Llegó el primero al comedor. La patrona apenas se detuvo a mirar su aspecto. Se limitó a servirle el café, a dejar las tostadas sobre la mesa. Cuando bajó su compañero, recién duchado y con su habitual apariencia pulcra, dio los buenos días de manera maquinal, luego se sentó y al posar la mirada en Infante, los ojos se le agrandaron, quedándose fijos en su nariz.

—¿Y eso? —preguntó otorgando a su voz un tono histérico.

—No tiene importancia.

Nourissier se levantó en un impulso. Lo miró con furia:

—¿Qué te ha pasado en la cara?

—Siéntate.

—Ni hablar. Antes tendrás que decirme quién te ha puesto así.

—O te sientas o me voy, y no estoy bromeando.

Obedeció. La patrona se acercó y le sirvió su café. Miraba de soslayo a Infante con gesto preocupado. Cuando se hubo marchado, Nourissier volvió a instarlo a hablar:

—¿Ha sido uno de los guardias que nos seguía?

—He tenido un honor mayor: Álvarez en persona.

—¿Por qué, te enfrentaste a él?

—Si te lo cuento te reirás.

—Lo dudo mucho.

—No tienes por qué preocuparte, Lucien, no sospecha nada de lo que estamos haciendo aquí. El muy imbécil cree que somos… ¡homosexuales!, aunque él no empleó esa palabra. El guardia que llevábamos en los talones nos vio jugar aquella mañana en el campo y sacó esa absurda conclusión. Álvarez sólo quiere que nos marchemos.

—Voy a hacerle una visita; hay unas cuantas cosas que quiero decirle.

—¡Ni hablar! Lo que vamos a hacer es salir de este maldito pueblo ahora mismo.
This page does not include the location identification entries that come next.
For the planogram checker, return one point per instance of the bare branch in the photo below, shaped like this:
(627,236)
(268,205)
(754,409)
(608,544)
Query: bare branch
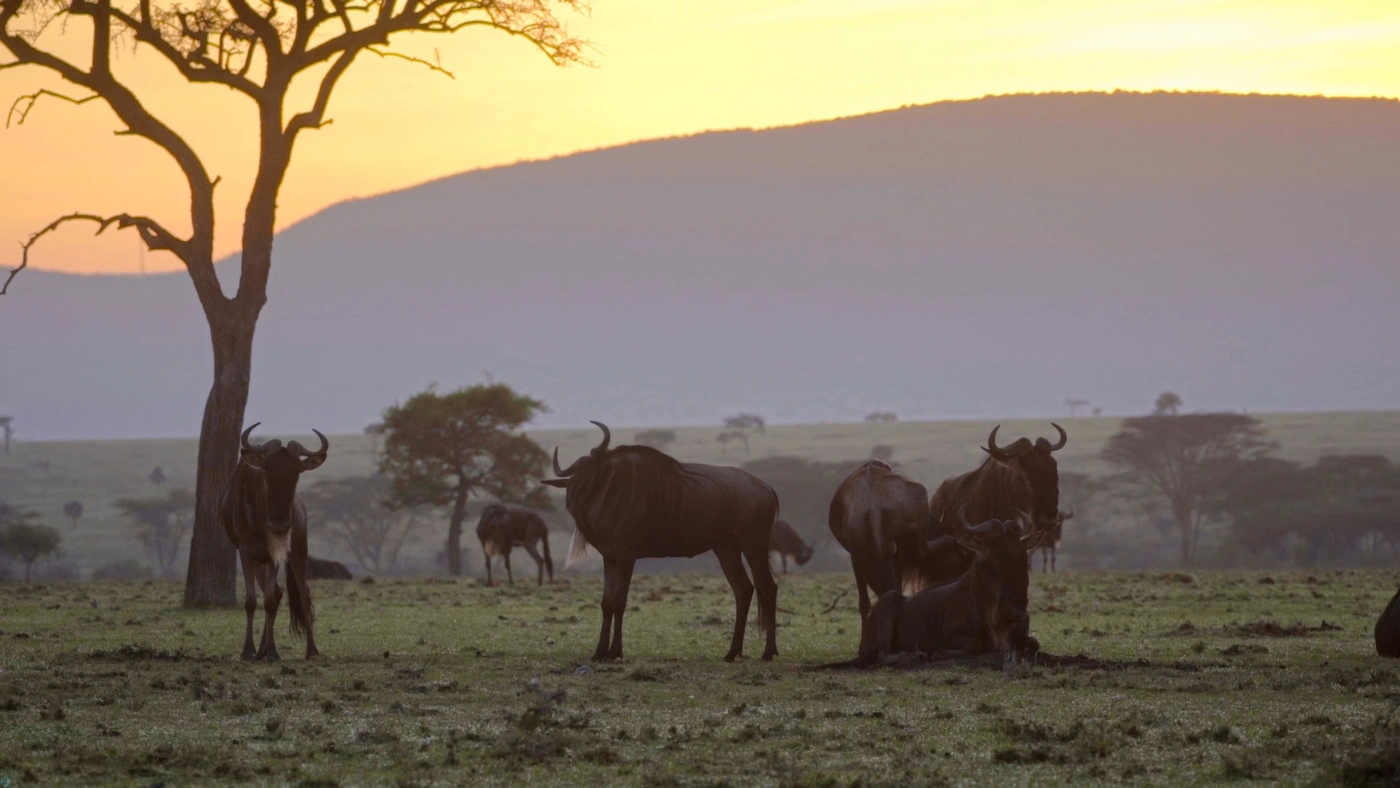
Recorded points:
(154,235)
(28,101)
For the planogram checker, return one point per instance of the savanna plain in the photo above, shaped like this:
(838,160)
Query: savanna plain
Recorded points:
(1194,678)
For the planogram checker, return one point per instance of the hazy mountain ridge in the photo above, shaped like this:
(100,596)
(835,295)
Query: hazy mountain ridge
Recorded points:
(973,258)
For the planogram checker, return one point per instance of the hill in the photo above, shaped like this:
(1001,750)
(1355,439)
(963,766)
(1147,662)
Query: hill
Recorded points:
(961,259)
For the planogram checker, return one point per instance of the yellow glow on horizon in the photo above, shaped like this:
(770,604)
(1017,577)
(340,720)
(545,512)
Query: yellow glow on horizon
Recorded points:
(664,67)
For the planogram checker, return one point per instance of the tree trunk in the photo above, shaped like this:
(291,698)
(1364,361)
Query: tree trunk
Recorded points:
(454,535)
(212,578)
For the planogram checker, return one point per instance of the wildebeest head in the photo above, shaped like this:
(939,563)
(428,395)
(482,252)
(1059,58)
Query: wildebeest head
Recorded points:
(280,468)
(1038,462)
(1001,550)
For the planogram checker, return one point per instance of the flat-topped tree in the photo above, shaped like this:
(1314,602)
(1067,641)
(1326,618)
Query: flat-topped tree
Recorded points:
(258,49)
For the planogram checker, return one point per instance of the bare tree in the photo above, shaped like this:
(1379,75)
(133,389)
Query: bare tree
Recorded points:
(256,49)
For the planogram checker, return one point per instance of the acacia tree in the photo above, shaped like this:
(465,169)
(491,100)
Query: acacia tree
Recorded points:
(440,449)
(1178,459)
(259,49)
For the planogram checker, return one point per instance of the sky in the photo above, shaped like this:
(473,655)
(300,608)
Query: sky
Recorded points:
(660,67)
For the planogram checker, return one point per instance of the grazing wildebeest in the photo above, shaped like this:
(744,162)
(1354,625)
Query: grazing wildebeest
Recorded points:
(501,529)
(637,503)
(1052,540)
(983,610)
(322,568)
(879,517)
(787,543)
(1388,629)
(266,521)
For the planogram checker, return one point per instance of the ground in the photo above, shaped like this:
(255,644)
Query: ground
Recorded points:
(1210,676)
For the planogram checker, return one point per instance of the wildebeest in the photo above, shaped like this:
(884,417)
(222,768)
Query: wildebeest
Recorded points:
(503,528)
(266,521)
(879,515)
(787,543)
(322,568)
(983,610)
(637,503)
(1388,629)
(1052,540)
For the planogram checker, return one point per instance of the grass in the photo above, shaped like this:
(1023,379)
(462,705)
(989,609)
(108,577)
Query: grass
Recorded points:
(1215,678)
(44,476)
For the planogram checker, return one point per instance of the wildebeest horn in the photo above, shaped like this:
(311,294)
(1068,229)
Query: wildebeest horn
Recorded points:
(244,438)
(602,447)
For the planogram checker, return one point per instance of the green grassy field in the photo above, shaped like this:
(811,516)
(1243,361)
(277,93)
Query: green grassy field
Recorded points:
(451,683)
(44,476)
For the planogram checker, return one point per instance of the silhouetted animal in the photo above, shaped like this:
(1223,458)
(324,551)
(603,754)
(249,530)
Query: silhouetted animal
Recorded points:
(639,503)
(787,543)
(266,521)
(322,568)
(1388,629)
(983,610)
(1052,542)
(879,517)
(501,529)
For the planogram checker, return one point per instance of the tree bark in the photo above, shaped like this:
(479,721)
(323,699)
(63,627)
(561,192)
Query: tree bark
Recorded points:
(212,578)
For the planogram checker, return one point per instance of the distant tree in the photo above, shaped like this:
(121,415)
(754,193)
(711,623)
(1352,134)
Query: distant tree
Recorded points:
(161,524)
(441,449)
(73,510)
(1173,456)
(655,438)
(1166,405)
(24,539)
(354,512)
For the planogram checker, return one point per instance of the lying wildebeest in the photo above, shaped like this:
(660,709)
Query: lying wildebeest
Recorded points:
(639,503)
(322,568)
(1388,629)
(1052,540)
(501,529)
(266,522)
(879,515)
(983,610)
(787,543)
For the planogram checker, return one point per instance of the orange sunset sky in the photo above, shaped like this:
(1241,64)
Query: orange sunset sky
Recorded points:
(662,67)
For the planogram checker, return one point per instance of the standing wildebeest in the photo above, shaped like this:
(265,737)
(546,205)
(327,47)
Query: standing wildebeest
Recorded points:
(501,529)
(639,503)
(787,543)
(1052,542)
(879,515)
(266,522)
(324,568)
(983,610)
(1388,629)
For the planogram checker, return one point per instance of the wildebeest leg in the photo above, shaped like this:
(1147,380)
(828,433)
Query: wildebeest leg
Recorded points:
(539,563)
(609,581)
(272,599)
(742,587)
(249,602)
(767,587)
(625,567)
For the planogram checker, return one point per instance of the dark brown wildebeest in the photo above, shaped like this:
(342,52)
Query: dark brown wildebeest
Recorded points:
(879,517)
(1052,540)
(787,543)
(637,503)
(501,529)
(1388,629)
(266,521)
(983,610)
(322,568)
—Me niego rotundamente. Ningún ciudadano francés sale huyendo ante la barbarie.

—Tú tienes tu orgullo de ciudadano francés, pero yo soy el ciudadano español que recibe los palos. Vámonos, Lucien, estamos poniendo en peligro todo lo que hemos obtenido hasta el momento. Seamos razonables por una vez.
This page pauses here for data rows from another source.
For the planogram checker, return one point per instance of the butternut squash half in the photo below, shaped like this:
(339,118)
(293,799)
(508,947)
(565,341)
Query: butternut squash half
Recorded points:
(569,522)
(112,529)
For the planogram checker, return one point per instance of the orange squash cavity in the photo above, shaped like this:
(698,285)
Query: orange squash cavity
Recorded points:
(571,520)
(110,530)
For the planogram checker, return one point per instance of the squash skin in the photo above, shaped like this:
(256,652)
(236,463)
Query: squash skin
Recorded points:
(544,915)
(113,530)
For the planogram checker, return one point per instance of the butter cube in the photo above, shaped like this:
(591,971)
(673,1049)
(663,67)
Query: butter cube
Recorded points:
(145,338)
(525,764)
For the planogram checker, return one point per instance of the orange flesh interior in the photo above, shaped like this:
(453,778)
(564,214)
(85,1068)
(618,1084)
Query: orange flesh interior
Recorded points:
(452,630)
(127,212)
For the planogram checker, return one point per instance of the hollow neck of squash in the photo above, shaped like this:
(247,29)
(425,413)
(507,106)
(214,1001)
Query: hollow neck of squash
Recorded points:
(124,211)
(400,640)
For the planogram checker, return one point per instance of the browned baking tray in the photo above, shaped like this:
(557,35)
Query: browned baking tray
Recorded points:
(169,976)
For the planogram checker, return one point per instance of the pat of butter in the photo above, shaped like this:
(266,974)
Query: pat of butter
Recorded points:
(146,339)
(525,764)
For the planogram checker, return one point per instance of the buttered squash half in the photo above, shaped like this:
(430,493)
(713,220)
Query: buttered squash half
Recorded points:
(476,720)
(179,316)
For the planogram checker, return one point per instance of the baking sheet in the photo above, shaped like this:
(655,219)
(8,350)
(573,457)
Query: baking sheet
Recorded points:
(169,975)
La patrona volvió a aproximarse con la gran cafetera metálica en la mano. Les sirvió más café, bajó la voz para decir:

—Al juez Santillana se lo han llevado de madrugada en una ambulancia.

—¿Cómo?

—Está en el hospital de Tortosa.

—¿Qué le ha pasado?

—Dicen que anoche tuvo un accidente de moto.

—¡Pero eso es ridículo! —soltó, consternado, Nourissier.
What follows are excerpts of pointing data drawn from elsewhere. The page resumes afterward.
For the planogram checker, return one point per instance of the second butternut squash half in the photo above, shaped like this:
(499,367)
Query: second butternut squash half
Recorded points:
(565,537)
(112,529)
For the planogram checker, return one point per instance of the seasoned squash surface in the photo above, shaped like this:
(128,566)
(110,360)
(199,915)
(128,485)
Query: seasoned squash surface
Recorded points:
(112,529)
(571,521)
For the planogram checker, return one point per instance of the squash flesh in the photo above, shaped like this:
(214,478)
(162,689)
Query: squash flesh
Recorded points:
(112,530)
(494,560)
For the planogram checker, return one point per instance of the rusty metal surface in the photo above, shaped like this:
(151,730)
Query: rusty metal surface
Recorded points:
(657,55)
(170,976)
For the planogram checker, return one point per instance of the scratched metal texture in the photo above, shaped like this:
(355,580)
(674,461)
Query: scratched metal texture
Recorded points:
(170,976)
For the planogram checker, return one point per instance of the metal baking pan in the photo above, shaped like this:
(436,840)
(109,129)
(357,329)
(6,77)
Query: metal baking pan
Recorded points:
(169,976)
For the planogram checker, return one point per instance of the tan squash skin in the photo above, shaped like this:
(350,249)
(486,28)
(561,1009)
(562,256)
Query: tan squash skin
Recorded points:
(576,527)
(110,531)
—Es verdad que el juez tiene una moto antigua guardada en la cochera de su casa, pero…

—Pero ¿qué?

—No puedo asegurar nada; sólo sé que el juez sacaba a veces esa moto para dar una vuelta, y el motor hacía tanto ruido que todo el pueblo se enteraba. Anoche me quedé despierta hasta tarde fregando los platos y desde luego la moto no la oí. Además, ahora hacía mucho tiempo que no la utilizaba.

El psiquiatra se pasó las manos por la cara en un ademán desesperado.

—¿Sabe cómo se encuentra?

—No sé nada más. Deberían marcharse de Morella, señores, el teniente Álvarez es muy mal enemigo.

Se retiró con la misma serenidad con la que había llegado. Nourissier miró a Infante con gravedad:

—Me siento culpable.

—Voy a hacer la maleta. Prepara las tuyas también y págale a la patrona, le debemos la última semana.

No hubo objeción esta vez. Una hora más tarde ambos habían subido a la furgoneta, sus bultos convenientemente colocados en el portaequipajes.

—Vamos a Tortosa, naturalmente.

—Es mejor que sigamos nuestro camino, Lucien.

—Haremos una visita al hospital, nos enteraremos de cómo se encuentra ese hombre y después iremos a donde tú digas. No podría soportar no hacerlo de esa manera, ¿me comprendes?

Infante asintió, no hizo el más mínimo comentario; puso el motor en marcha y arrancaron.